Saskatoon should request an exemption to a large-scale free-trade agreement being negotiated between Canada and Europe, a city committee agreed.
City councillors, sitting as an executive committee, voted 5-4 Monday to seek a permanent exemption to the proposed Canada-European Union Comprehensive Economic and Trade Agreement, or CETA, a free trade and economic integration pact between Canada and the 27 European Union countries that is in the final stages of negotiation.
The resolution still requires council approval in February and will face some difficulty with two right-of-centre councillors, Coun. Myles Heidt and Coun. Randy Donauer, absent at the committee Tuesday.
I know this will die in council with Heidt and Donauer’s return but still…
Access to government procurement at federal, provincial, municipal, regional and local governments, as well as Crown corporations and utilities, is Europe’s main goal in the pact. Saskatoon has seen interest from European firms on a small number of major infrastructure projects, including the $300-million Circle Drive South project, which drew a bid from a Spanish firm.
Cities only have to be concerned about the effect on construction contracts, not the takeover of city-owned utilities, according to a briefing from provincial officials, Jordan said
“I’m confident from the information I’ve received there’s not much need to be concerned about that aspect of it,” [Michael] Jordan said.
Okay, at least the city managers are thinking clearly on this one.

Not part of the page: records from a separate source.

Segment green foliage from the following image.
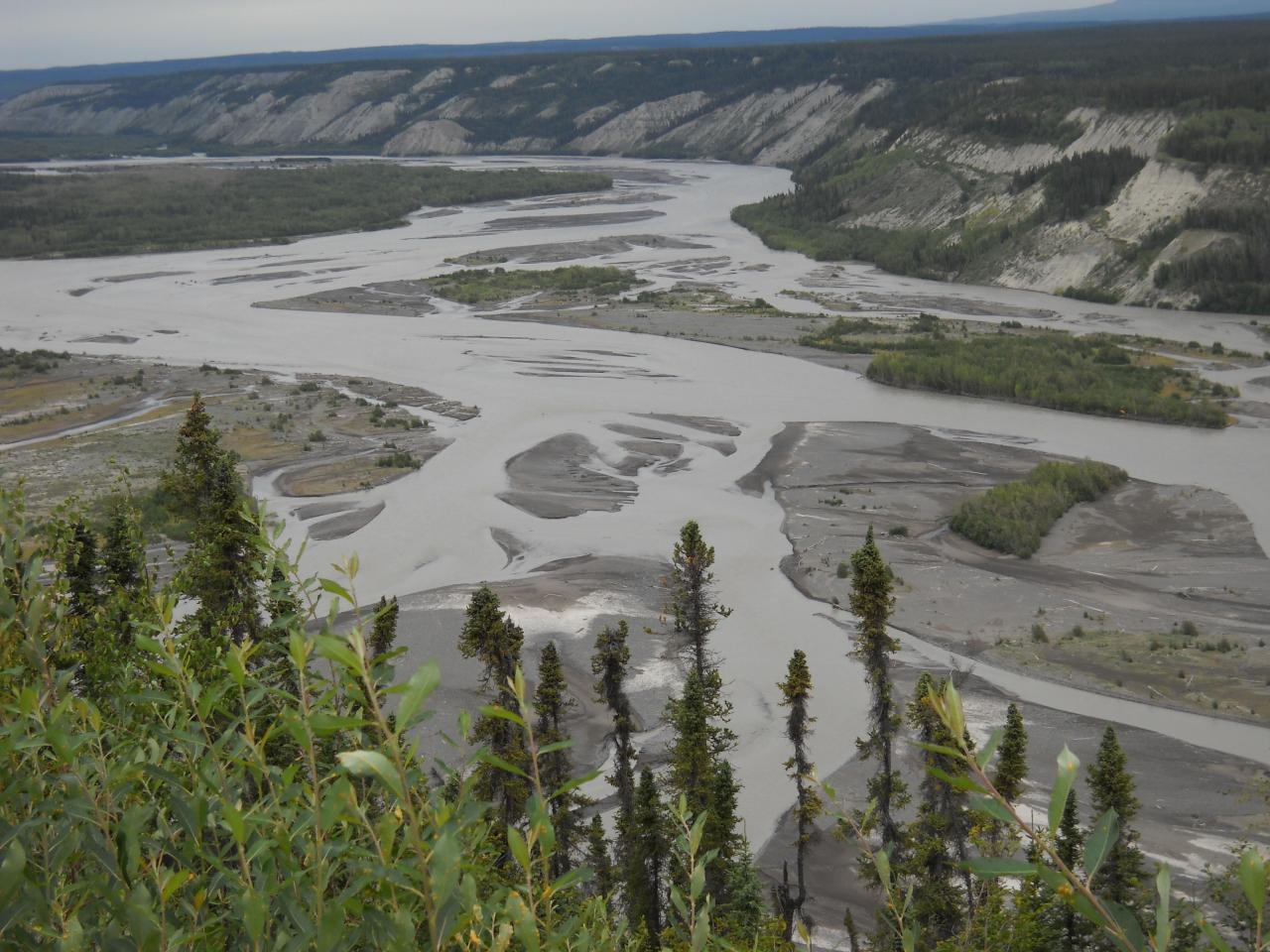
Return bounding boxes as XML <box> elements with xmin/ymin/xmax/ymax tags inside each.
<box><xmin>992</xmin><ymin>703</ymin><xmax>1028</xmax><ymax>803</ymax></box>
<box><xmin>867</xmin><ymin>332</ymin><xmax>1228</xmax><ymax>429</ymax></box>
<box><xmin>1163</xmin><ymin>109</ymin><xmax>1270</xmax><ymax>169</ymax></box>
<box><xmin>851</xmin><ymin>526</ymin><xmax>908</xmax><ymax>860</ymax></box>
<box><xmin>428</xmin><ymin>264</ymin><xmax>638</xmax><ymax>304</ymax></box>
<box><xmin>1084</xmin><ymin>725</ymin><xmax>1146</xmax><ymax>906</ymax></box>
<box><xmin>0</xmin><ymin>346</ymin><xmax>69</xmax><ymax>380</ymax></box>
<box><xmin>0</xmin><ymin>163</ymin><xmax>612</xmax><ymax>258</ymax></box>
<box><xmin>949</xmin><ymin>459</ymin><xmax>1129</xmax><ymax>558</ymax></box>
<box><xmin>1013</xmin><ymin>147</ymin><xmax>1147</xmax><ymax>221</ymax></box>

Coun. Charlie Clark questioned if the private sector could challenge the city to open up municipally operated services such as Access Transit, the lift-equipped bus service, or if city hall could no longer enact a local food first policy or a bottled water ban under the agreement.
“There’s enough unknowns about how this could impact the city and because we don’t have a seat at the table it’s best to request an exemption,” Clark said. “I think that as a democratically-elected city council we should make sure we can make the decisions we need to make to protect citizens and there’s no real benefits from what I can see for cities to be included — so it’s easier to be excluded.”
Can local municipalities actually be excluded under international trade agreements? The truth is that on big projects like the bridges that we are building are being designed and built by international firms because of their complexity and scope and the consolidation of international design and engineering firms (which as a city we benefit from). I also hate the idea that we need to protect local companies from international competition. The reason we need to protect them is that we think as the city grows, they aren’t good enough. Sometimes they won’t be good enough (which is why international firms exist and why there has been increased consolidation around the super engineering firms) but protecting them from competition doesn’t make them any better either.
Of course all of this was grandstanding because the city doesn’t even have a local procurement policy.
The bigger impact is the New West Partnership which will open up construction contracts over $200,000 to companies across the west. It will have a far greater impact on small and medium businesses in this province than CETA will, yet that passed.